П. Светлов - Александр Александрович Любищев 1890—1972
Определить вклад того или иного ученого в соответствующую область научного знания и в целом в науку — это значит иметь дело всякий раз с достаточно сложной историко-науковедческой проблемой, имеющей много аспектов. Даже, казалось бы, самый простой случай — исследователь открыл нечто такое, о чем никто до него не знал (новый физический феномен, ранее не описанную группу организмов, неизвестную цивилизацию), — на поверку нередко оказывается далеко не простым. Причина в том, что открытия вызывают неоднозначный резонанс и влекут за собой разные следствия. Скажем, Нильс Бор создал квантовую физику. С одной стороны, это породило великолепную плеяду последователей в данной области, но, с другой — на время затмило первостепенное значение Бора как натурфилософа. Лишь позднее стало осознаваться, что в этой области его заслуги несравненно выше, нежели собственно в физике. Как известно, в науке работают люди разнотипных интересов и предпочтений. Для придерживающихся определенной исследовательской программы не представляет существенной ценности то, что выходит за ее рамки. До известных пределов такая установка плодотворна: к примеру, она позволила по достоинству оценить грандиозную величину того, что сделал для науки И. П. Павлов. Но та же установка без последующих ценностных корректив долгое время не давала возможности понять, что знаменитые условные рефлексы не покрывают собою содержания высшей нервной деятельности, что их примитивный механизм —лишь одно из материальных проявлений биологической деятельности мозга. В подобной ситуации критический анализ постулатов признанной научной доктрины оказывается столь же важным вкладом в научный прогресс, как и она сама.
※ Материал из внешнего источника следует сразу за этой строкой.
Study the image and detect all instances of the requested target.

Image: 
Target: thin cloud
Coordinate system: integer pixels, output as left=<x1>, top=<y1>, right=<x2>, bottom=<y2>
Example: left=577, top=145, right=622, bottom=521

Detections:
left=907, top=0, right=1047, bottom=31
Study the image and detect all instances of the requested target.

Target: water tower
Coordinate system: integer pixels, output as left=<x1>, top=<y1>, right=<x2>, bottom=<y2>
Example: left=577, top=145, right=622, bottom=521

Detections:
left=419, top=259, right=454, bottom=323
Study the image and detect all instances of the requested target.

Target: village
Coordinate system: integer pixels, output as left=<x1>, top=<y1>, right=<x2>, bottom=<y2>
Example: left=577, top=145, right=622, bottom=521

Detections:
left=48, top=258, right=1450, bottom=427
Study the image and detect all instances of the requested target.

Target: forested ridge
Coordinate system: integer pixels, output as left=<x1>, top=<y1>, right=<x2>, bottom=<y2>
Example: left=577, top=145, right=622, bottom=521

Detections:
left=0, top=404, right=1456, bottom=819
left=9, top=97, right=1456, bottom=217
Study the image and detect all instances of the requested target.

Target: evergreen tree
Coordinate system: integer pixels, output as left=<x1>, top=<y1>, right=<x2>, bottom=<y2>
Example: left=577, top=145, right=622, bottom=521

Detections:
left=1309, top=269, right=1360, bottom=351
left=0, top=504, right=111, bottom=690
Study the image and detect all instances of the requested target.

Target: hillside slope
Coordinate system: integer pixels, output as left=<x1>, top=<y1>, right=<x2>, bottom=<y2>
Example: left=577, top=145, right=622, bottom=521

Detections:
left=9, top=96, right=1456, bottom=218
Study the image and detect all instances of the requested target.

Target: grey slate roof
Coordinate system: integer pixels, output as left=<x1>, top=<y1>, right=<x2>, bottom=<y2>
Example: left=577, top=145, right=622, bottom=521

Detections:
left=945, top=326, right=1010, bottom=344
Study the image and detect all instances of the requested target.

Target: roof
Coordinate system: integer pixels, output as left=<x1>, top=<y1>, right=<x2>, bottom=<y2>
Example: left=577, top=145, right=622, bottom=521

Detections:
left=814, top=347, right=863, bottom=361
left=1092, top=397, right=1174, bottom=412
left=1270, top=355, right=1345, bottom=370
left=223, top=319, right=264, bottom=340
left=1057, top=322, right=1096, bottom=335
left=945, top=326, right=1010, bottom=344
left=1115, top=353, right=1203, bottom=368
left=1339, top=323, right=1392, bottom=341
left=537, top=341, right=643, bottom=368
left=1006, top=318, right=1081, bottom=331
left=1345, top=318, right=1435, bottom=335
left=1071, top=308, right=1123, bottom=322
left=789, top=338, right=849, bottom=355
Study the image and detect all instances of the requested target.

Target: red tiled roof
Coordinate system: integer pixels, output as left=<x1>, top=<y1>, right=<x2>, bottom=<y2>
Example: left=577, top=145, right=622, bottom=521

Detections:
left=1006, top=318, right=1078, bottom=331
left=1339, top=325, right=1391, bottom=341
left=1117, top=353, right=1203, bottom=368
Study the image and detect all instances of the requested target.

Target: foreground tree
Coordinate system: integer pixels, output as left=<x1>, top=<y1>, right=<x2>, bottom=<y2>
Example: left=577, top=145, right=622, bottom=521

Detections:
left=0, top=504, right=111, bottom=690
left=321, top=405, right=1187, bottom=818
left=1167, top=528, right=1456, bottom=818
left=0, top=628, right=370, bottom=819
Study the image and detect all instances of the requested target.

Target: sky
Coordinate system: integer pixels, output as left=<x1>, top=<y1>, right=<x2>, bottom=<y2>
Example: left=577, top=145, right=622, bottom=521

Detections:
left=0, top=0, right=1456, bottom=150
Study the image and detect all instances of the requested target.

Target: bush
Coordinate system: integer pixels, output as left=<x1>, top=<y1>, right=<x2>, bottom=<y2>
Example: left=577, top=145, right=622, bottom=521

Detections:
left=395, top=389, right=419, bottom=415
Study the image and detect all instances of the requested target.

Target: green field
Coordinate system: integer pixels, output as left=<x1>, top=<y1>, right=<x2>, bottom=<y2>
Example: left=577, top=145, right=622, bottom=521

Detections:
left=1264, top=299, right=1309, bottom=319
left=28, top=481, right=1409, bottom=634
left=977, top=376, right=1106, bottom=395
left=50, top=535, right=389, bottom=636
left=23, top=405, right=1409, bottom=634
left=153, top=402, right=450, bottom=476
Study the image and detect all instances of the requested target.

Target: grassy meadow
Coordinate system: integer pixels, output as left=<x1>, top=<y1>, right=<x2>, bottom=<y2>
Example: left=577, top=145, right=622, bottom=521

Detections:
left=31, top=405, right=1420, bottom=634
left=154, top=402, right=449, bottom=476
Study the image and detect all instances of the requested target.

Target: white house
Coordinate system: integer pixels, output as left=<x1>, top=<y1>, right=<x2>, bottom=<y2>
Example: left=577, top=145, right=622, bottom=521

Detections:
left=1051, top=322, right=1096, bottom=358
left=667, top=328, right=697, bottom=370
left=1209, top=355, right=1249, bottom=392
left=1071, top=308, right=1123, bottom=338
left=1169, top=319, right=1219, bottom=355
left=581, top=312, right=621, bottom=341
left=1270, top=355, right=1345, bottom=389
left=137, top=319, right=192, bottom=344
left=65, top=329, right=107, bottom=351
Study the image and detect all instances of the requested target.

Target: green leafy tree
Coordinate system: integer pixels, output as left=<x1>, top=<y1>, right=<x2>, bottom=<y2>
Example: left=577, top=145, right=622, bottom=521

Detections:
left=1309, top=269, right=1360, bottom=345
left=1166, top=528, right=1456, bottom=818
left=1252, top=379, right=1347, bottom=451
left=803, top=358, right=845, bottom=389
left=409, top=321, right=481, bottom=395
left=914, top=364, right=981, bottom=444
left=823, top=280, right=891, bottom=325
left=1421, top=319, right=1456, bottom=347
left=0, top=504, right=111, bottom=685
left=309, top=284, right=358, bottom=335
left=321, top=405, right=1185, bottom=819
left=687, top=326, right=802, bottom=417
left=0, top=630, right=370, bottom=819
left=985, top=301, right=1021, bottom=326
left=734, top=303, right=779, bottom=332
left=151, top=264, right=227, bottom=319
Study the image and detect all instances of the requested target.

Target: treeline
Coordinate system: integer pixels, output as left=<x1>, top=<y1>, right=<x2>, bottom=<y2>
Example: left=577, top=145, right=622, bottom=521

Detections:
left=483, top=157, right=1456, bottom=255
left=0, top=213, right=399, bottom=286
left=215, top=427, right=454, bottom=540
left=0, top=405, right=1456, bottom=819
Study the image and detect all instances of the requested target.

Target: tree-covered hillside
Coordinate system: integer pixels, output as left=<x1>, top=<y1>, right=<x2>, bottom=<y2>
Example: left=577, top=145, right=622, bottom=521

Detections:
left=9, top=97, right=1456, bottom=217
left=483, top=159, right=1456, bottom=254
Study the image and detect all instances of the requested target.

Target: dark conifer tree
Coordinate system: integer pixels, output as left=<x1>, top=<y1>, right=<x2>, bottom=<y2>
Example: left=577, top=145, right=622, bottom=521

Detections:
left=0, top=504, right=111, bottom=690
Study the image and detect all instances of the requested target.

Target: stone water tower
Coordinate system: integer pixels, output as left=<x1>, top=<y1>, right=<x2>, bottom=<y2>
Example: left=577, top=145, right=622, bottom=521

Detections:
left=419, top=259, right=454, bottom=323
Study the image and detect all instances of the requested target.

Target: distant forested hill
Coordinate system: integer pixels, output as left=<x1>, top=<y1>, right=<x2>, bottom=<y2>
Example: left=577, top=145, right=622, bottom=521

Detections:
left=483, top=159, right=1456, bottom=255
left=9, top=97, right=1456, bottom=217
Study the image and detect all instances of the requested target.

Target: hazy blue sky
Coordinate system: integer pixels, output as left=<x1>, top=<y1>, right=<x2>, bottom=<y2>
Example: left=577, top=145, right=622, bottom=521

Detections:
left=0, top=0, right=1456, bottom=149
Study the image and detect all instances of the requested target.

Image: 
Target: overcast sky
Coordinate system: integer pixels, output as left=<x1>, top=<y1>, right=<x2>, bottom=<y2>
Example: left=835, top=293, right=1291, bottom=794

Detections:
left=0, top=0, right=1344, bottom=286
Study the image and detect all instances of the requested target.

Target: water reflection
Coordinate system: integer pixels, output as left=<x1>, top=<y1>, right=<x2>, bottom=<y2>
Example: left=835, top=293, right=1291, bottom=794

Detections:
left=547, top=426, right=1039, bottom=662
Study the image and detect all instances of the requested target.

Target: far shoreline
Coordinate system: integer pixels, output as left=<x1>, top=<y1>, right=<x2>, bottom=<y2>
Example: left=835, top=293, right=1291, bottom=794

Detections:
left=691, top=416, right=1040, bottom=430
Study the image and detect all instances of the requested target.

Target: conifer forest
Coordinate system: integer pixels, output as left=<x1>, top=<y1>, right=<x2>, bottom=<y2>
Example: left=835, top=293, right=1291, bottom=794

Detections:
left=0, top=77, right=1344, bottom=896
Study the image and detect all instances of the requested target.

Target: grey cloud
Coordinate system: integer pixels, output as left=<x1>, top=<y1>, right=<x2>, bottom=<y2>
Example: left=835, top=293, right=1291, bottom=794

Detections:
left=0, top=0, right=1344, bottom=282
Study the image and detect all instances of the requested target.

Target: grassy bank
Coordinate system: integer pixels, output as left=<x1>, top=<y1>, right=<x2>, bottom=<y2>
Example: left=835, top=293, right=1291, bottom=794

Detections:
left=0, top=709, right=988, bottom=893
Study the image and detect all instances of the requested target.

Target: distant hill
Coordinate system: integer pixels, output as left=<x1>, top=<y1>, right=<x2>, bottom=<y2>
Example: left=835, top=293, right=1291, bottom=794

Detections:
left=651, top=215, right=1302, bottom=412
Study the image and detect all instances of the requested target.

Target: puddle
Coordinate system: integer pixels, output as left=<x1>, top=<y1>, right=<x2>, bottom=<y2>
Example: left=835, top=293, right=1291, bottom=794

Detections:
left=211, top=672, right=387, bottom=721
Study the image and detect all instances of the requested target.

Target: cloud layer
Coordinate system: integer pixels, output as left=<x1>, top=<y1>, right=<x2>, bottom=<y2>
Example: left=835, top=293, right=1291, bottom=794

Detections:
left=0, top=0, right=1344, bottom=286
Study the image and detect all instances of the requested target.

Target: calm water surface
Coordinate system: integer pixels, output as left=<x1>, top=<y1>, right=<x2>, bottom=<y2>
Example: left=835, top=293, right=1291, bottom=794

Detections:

Вопрос, следовательно, упирается в критерии ценности сделанного тем или иным исследователем.
Аксиология диалектична, подвижна, исторически мотивирована, подобно всякой другой области знания. Учение Ньютона о цвете и учение о цвете, созданное Гете, полярно противоположны; До тех пор пока видели только это, пока казалось, что они взаимно исключают друг друга, не удавалось разрешить приводившую в замешательство дилемму: какое из двух учений действительно гениально? Последующий разбор показал: гениальны оба, поскольку Ньютон создал предпосылки к физике цвета, а Гете — к психофизике восприятия цвета. В свою очередь следует считать вкладом в науку и сам этот критический разбор. Мы чаще ценим собственно решение задач и меньше задумываемся над их постановкой. Между тем правильная постановка задачи не менее существенна, она открывает перспективу. При всем значении полученных Любищевым конкретных научных результатов (решенных задач) главная ценность созданного им коренится в его методах решений и в самой постановке задач. То и другое затрагивает фундаментальные основы научного мышления.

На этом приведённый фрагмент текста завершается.